[webkit-dev] setTimeout as browser speed throttle
Maciej Stachowiak
mjs at apple.com
Tue Sep 30 17:31:45 PDT 2008
On Sep 30, 2008, at 5:13 PM, Peter Kasting wrote:
> On Tue, Sep 30, 2008 at 3:53 PM, Maciej Stachowiak <mjs at apple.com>
> wrote:
> Can you cite some of the existing sites that would benefit? That
> would help others confirm the benefit and also estimate likelihood
> of said sites adopting a new better API for greater benefit.
>
> Sure. http://ajaxian.com/archives/running-cpu-intensive-javascript-computations-in-a-web-browser
> describes how to make apps doing long-running calculations
> responsive by breaking them into small chunks and using
> setTimeout(..., 0). This is precisely the type of pattern we hope
> to speed up. On the sample page at http://www.julienlecomte.net/blogfiles/javascript/long-running-js-process.html
> , Chromium runs the test in about 1 sec, compared to ~15.6 sec in
> Safari 3.1. Even the "optimized" version at http://www.julienlecomte.net/blogfiles/javascript/long-running-js-process-optimized.html
> is still faster.
>
> An obvious example is John Resig's timer perf bench at http://ejohn.org/apps/timers/
> , which I'm sure you're familiar with. This loads up about 15x
> faster since it uses setTimeout(..., 0).

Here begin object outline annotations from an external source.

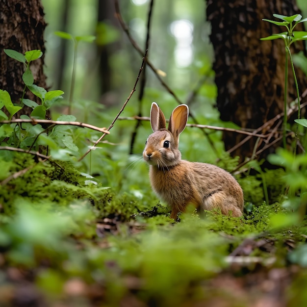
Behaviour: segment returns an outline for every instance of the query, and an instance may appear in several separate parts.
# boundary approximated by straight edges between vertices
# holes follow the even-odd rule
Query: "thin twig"
[[[304,91],[304,93],[302,94],[302,96],[300,98],[301,101],[302,100],[303,98],[305,98],[307,95],[307,89]],[[304,102],[304,103],[302,103],[301,105],[301,108],[303,108],[303,107],[305,107],[306,105],[307,105],[307,102]],[[288,109],[287,114],[288,118],[290,117],[295,112],[296,112],[297,111],[297,108],[298,108],[297,105],[296,105],[295,107],[294,107],[289,108],[289,109]],[[261,126],[258,128],[257,128],[254,131],[254,132],[256,133],[257,133],[260,131],[263,131],[263,130],[267,131],[269,130],[270,128],[271,128],[274,126],[274,124],[275,124],[276,122],[279,121],[279,120],[280,120],[281,118],[282,118],[282,117],[283,116],[283,114],[284,114],[283,111],[282,111],[280,113],[277,114],[275,117],[271,119],[270,120],[268,120],[267,122],[266,122],[265,123],[264,123],[264,124],[263,124],[263,125]],[[238,147],[242,146],[242,145],[243,144],[248,142],[249,140],[251,139],[251,137],[252,136],[250,135],[247,136],[246,138],[242,140],[242,141],[241,141],[239,143],[236,144],[234,146],[233,146],[230,149],[229,149],[227,151],[227,152],[229,153],[230,154],[232,153],[232,152],[235,151]]]
[[[32,125],[36,125],[37,124],[47,124],[47,125],[70,125],[71,126],[78,126],[84,128],[89,128],[92,130],[99,131],[107,134],[109,134],[106,128],[100,128],[96,126],[85,124],[85,123],[80,123],[79,122],[62,122],[60,121],[52,121],[49,119],[36,119],[34,118],[31,119],[22,119],[21,118],[17,119],[12,119],[10,121],[1,121],[0,124],[12,124],[13,123],[30,123]]]
[[[133,116],[129,117],[120,117],[118,118],[119,120],[121,121],[147,121],[150,120],[150,118],[147,116]],[[168,120],[166,120],[168,122]],[[268,134],[259,134],[255,133],[254,132],[249,132],[244,130],[239,130],[238,129],[234,129],[233,128],[227,128],[225,127],[219,127],[218,126],[209,126],[207,125],[199,125],[196,124],[187,124],[187,127],[196,127],[198,128],[202,128],[203,129],[210,129],[212,130],[219,130],[222,131],[229,131],[230,132],[236,132],[242,134],[246,134],[251,136],[256,136],[256,137],[260,137],[262,138],[266,138],[268,137]]]
[[[138,46],[136,42],[133,39],[133,37],[131,36],[130,32],[129,31],[129,28],[128,26],[126,24],[126,23],[124,21],[124,20],[123,19],[123,17],[122,17],[122,15],[120,10],[118,0],[115,0],[115,6],[116,17],[118,20],[118,21],[119,22],[122,28],[126,33],[127,37],[128,37],[128,39],[130,41],[132,46],[138,52],[138,53],[142,55],[144,53],[143,51]],[[182,104],[182,102],[180,100],[178,96],[175,93],[175,92],[171,89],[171,88],[166,84],[164,80],[161,77],[159,70],[155,68],[153,64],[148,59],[146,59],[146,64],[151,68],[153,72],[154,72],[156,77],[158,79],[162,86],[163,86],[165,88],[165,89],[166,89],[166,90],[174,97],[175,100],[179,104]],[[190,112],[190,117],[193,120],[195,124],[196,124],[197,125],[199,124],[197,120],[196,120],[196,118],[194,116],[193,114],[191,112]],[[212,140],[210,138],[209,135],[208,135],[206,131],[204,130],[204,129],[202,129],[201,128],[201,129],[202,129],[202,131],[203,131],[204,135],[207,138],[208,142],[209,142],[209,144],[211,147],[212,150],[214,151],[215,154],[217,155],[218,155],[218,151],[215,148],[214,144],[213,144]]]
[[[150,28],[152,21],[152,16],[153,15],[153,8],[154,7],[154,0],[151,0],[149,5],[149,10],[148,11],[148,17],[147,20],[147,34],[146,35],[146,41],[145,42],[145,50],[149,50],[149,43],[150,41]],[[147,58],[148,58],[148,54]],[[144,63],[144,68],[143,69],[143,74],[141,77],[140,93],[138,97],[138,115],[142,116],[142,102],[143,102],[143,97],[145,92],[145,85],[146,84],[146,62]],[[141,125],[141,121],[138,120],[136,122],[134,127],[134,129],[132,133],[131,136],[131,140],[130,141],[130,154],[133,153],[133,148],[134,147],[134,143],[137,135],[137,131],[138,128]]]
[[[23,176],[24,174],[26,174],[28,171],[32,169],[35,165],[36,164],[32,164],[32,165],[30,165],[28,167],[24,169],[21,171],[19,171],[19,172],[14,173],[13,174],[11,175],[10,176],[9,176],[7,178],[5,178],[4,180],[1,181],[0,182],[0,185],[5,185],[5,184],[6,184],[10,180],[12,180],[12,179],[16,179],[20,176]]]
[[[133,86],[133,88],[132,88],[132,91],[130,93],[130,94],[127,98],[126,101],[125,102],[122,108],[120,111],[118,112],[118,114],[115,116],[114,119],[113,120],[113,121],[111,123],[111,125],[109,126],[108,128],[106,129],[106,131],[104,132],[94,144],[94,145],[89,149],[79,159],[78,161],[81,161],[82,159],[83,159],[87,154],[92,151],[92,150],[94,149],[96,146],[108,134],[108,131],[112,128],[114,126],[114,123],[117,120],[120,115],[122,114],[124,109],[125,109],[126,106],[127,105],[128,102],[130,100],[130,99],[132,97],[133,93],[135,91],[135,88],[136,87],[136,85],[140,79],[140,76],[141,75],[141,73],[142,73],[142,71],[143,71],[143,68],[144,68],[144,65],[145,62],[145,59],[146,58],[146,55],[147,55],[147,50],[146,50],[145,52],[145,54],[143,58],[143,61],[142,62],[142,65],[140,68],[140,70],[139,71],[138,75],[137,75],[137,77],[136,77],[136,80],[135,81],[135,83],[134,83],[134,85]]]
[[[45,155],[42,154],[40,154],[37,152],[28,151],[27,150],[23,149],[22,148],[15,148],[15,147],[11,147],[10,146],[0,146],[0,150],[9,150],[13,152],[19,152],[20,153],[24,153],[25,154],[29,154],[36,155],[43,159],[48,159],[50,158],[50,156]]]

One can argue about the
> relative worth of this benchmark, of course, but then I seem to
> remember from our last lunch that the WebKit team generally had the
> philosophy of "speed up the benchmark regardless, and complain about
> the validity of it in parallel if necessary" :)
>
> These two are some of the most obvious cases, where loading the page
> takes dramatically less time, but there are more subtle wins. For
> example, Chromium should save about 9 ms on http://www.benya.com/code/jsbenchmarks/table-rendering-benchmarks.html
> due to the uncapping.
>
> A sample page which is theoretically, but seemingly not practically,
> helped by this is http://hassing.org/projects/asteroids/ . At least
> on my machine, the CPU load is low enough that the difference
> between Safari's 100 FPS cap and Chromium's 1000 FPS cap is
> unnoticeable. I suppose that on a slow/heavily loaded machine
> things might be different; not sure.
>
> Similarly, http://cometdaily.com/2008/08/11/robust-network-code-with-windowsettimeout/
> describes a pattern that will save a bit of time on some callbacks,
> but I don't actually have a testcase where that sample code is used.
>
> These few examples are what I had off the top of my head. If you'd
> like, we can do a more exhaustive search for affected pages and get
> back to you with the results. (The guy who has that data isn't
> around ATM.)
It seems to these are demo pages, tutorials, or descriptions of
techniques. Clearly tutorials and demos can adapt to a new API, and
improving their current form is not much of a benefit. How about real
existing sites that benefit? That is what you cited that as the
justification for changing the existing setTimeout / setInterval APIs,
rather than relying solely on new API.